THE EAST AFRICA VEHICLE LOAD CONTROL ACT

Uganda Moves to implement the East Africa Vehicle Load Control Act

The Ugandan government has instructed the Uganda National Roads Authority (UNRA) to align its vehicle load limits with those recommended in the East Africa Vehicle Load Control Act that was passed by the East Africa Legislative Assembly (EALA) in May.

 

In a letter dated August 23, 2013 and addressed to the acting Executive Director of UNRA, the Minister for Works and Transport Mr. Abraham James Byandala contends that the East Africa Vehicle Load Control Act seeks to harmonize the enforcement of vehicle load limits in the region in order to facilitate trade and as such, its implementation should be across board."Its prudent that Uganda aligns its vehicle load limits to those recommended under the EAC Vehicle Load Control Bill, 2012 just as Kenya has done," reads the letter in part. The government of Kenya, through a gazette notice published by the Cabinet Secretary for Transport and Infrastructure in June, aligned the traffic act with the regional act in a moved that was well received by the transport fraternity and traders in the country and beyond. President Kenyatta further instructed Kenya National Highways Authority and the Kenya Police Service to ensure that transit trucks are only weighed at the first and last weighbridges and to remove all roadblocks along the Northern Corridor route.

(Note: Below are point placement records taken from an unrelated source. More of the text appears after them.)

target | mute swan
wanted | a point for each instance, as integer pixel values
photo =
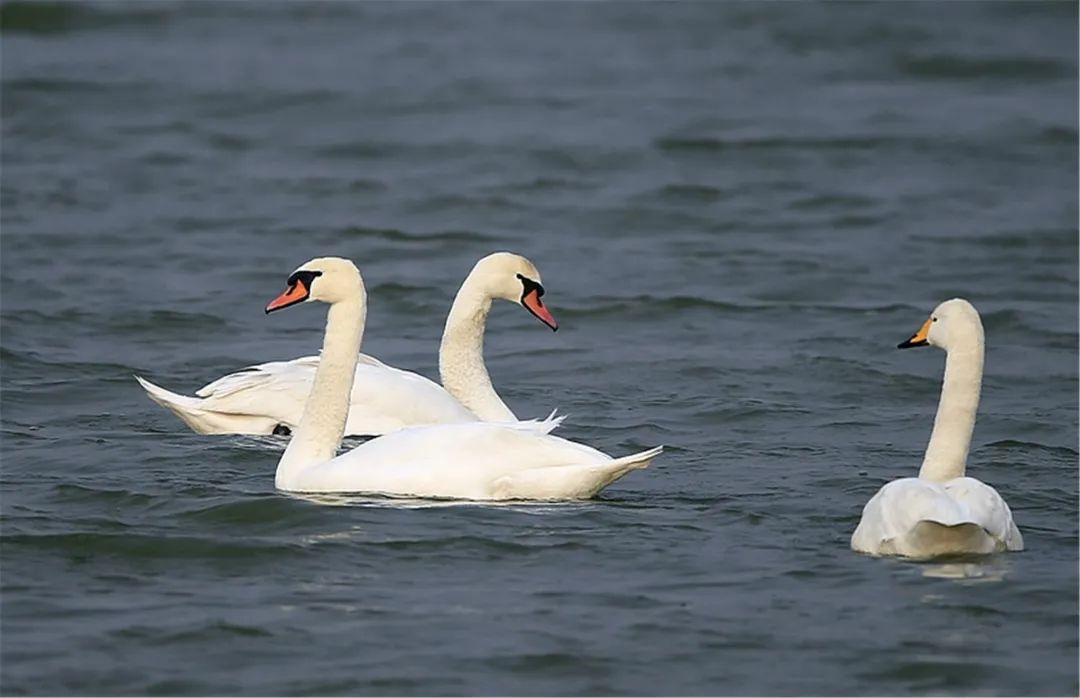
(942, 512)
(269, 398)
(473, 460)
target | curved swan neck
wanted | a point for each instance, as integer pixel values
(322, 426)
(947, 452)
(461, 366)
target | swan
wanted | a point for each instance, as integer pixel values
(943, 512)
(470, 460)
(269, 398)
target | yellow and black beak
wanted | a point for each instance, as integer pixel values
(920, 338)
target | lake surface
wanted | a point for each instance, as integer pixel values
(738, 210)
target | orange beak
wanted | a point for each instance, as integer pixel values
(919, 338)
(296, 293)
(534, 305)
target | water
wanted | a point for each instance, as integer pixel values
(738, 210)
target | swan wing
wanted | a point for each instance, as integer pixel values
(383, 398)
(985, 507)
(920, 519)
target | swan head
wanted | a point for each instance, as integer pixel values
(325, 279)
(953, 323)
(513, 278)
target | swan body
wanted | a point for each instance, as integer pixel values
(943, 512)
(266, 398)
(474, 460)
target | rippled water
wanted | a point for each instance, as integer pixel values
(738, 210)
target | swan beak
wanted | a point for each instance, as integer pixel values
(296, 293)
(920, 338)
(534, 305)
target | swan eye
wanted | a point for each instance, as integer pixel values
(528, 286)
(305, 277)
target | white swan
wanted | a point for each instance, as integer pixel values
(269, 398)
(475, 460)
(942, 512)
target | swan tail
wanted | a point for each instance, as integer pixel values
(570, 482)
(933, 538)
(192, 412)
(544, 426)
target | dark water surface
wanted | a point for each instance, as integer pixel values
(738, 210)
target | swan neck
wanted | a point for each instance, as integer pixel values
(322, 426)
(461, 366)
(947, 452)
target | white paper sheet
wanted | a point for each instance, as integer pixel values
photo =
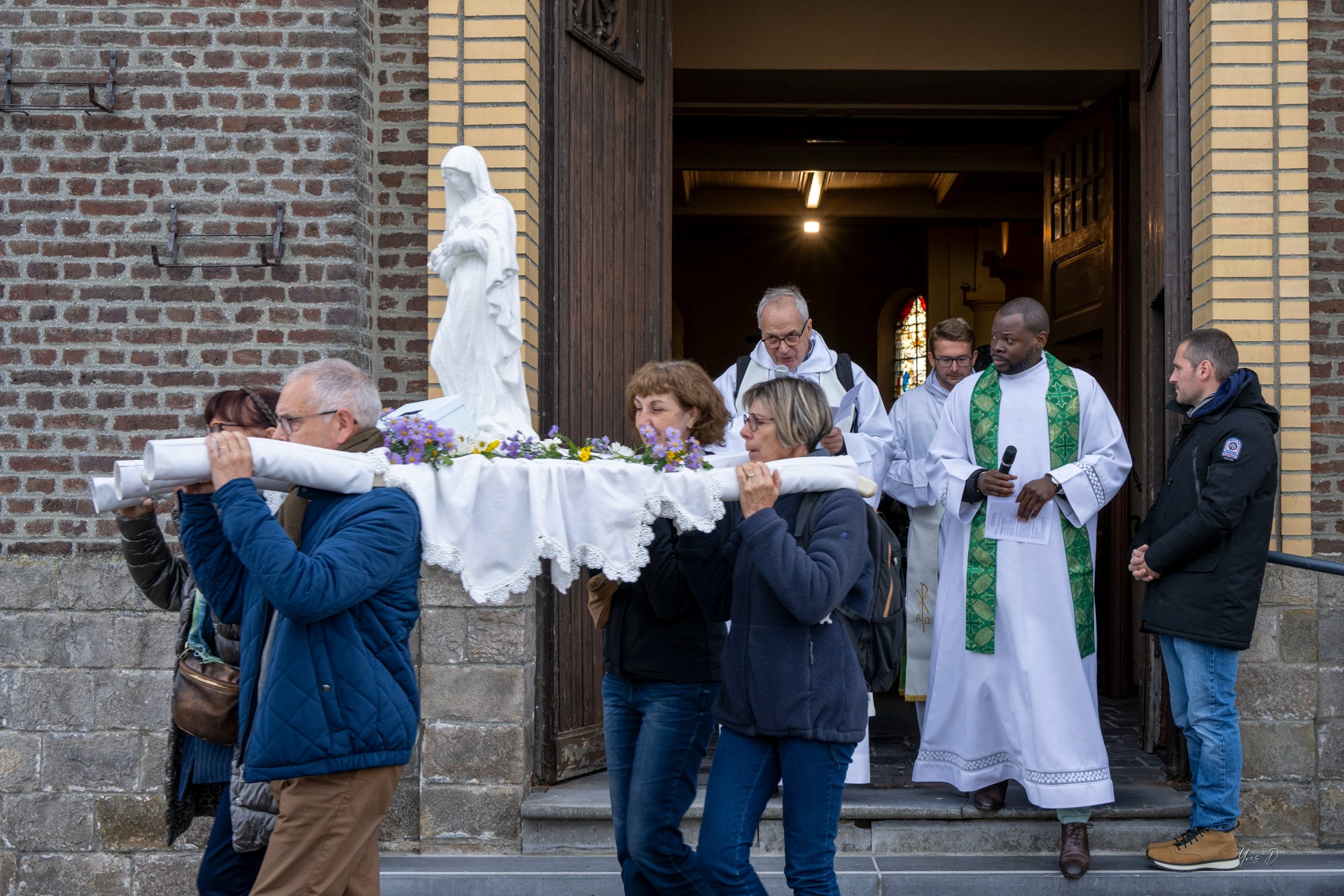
(1002, 522)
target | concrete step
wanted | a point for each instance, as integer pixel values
(1304, 874)
(575, 817)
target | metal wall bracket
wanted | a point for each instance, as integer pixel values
(13, 105)
(274, 257)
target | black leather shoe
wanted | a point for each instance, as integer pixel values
(1074, 853)
(990, 798)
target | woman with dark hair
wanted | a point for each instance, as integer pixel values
(198, 771)
(662, 662)
(793, 703)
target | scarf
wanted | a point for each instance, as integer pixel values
(290, 514)
(1065, 419)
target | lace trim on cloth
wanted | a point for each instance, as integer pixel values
(1003, 758)
(565, 562)
(1098, 492)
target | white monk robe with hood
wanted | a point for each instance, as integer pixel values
(869, 445)
(914, 421)
(1027, 711)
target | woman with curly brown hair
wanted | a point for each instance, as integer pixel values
(662, 660)
(198, 770)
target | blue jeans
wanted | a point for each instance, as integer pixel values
(222, 871)
(1203, 688)
(742, 780)
(656, 738)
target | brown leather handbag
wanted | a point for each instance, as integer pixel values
(204, 699)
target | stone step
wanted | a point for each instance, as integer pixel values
(575, 817)
(1268, 874)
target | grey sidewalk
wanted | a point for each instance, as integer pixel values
(1306, 874)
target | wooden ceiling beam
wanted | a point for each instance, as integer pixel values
(713, 155)
(863, 203)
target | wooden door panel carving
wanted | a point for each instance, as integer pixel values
(606, 198)
(1085, 169)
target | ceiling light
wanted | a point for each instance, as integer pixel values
(815, 190)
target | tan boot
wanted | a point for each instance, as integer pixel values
(1163, 844)
(1198, 849)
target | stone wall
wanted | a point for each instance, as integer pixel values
(1277, 688)
(1326, 147)
(85, 684)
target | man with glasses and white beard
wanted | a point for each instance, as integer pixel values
(914, 421)
(326, 597)
(790, 347)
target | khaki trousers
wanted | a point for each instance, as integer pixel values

This move has greatly enhanced truck transit time from Mombasa to Malaba border to 3 days compared to 7 days or more in the preceding period."This is therefore a directive to UNRA to immediately revise and enforce the vehicle load limits in line with the EAC Vehicle Load Control Bill and by a copy of the same letter, request the Permanent Secretary to prepare statutory instrument ratiftying this directive," concludes the letter.

The directive has already been communicated to weighbridges across the country and implementation has commenced in earnest. "We are already implementing the directive by the minister," stated Catherine Nabuwa, the Mbale Weighstation Assistant, during a visit by the Northern Corridor survey team comprising key public and private sector stakeholders involved in trade along the corridor.

According to data availed by KPA, Uganda takes about 73 per cent of the total share of transit passing through Mombasa Port, followed by South Sudan at 11.6 per cent, DRC at 7.3 per cent, Rwanda at 3.9 per cent, Tanzania at 2.8 per cent and Burundi at less than 1 per cent. Faster implementation of the harmonized load limits, automation and harmonization of the border processess, improved security and removal of the numerous roadblocks on the Malaba - Gulu - Juba transit section will inevitably enhance trade along this section of the corridor.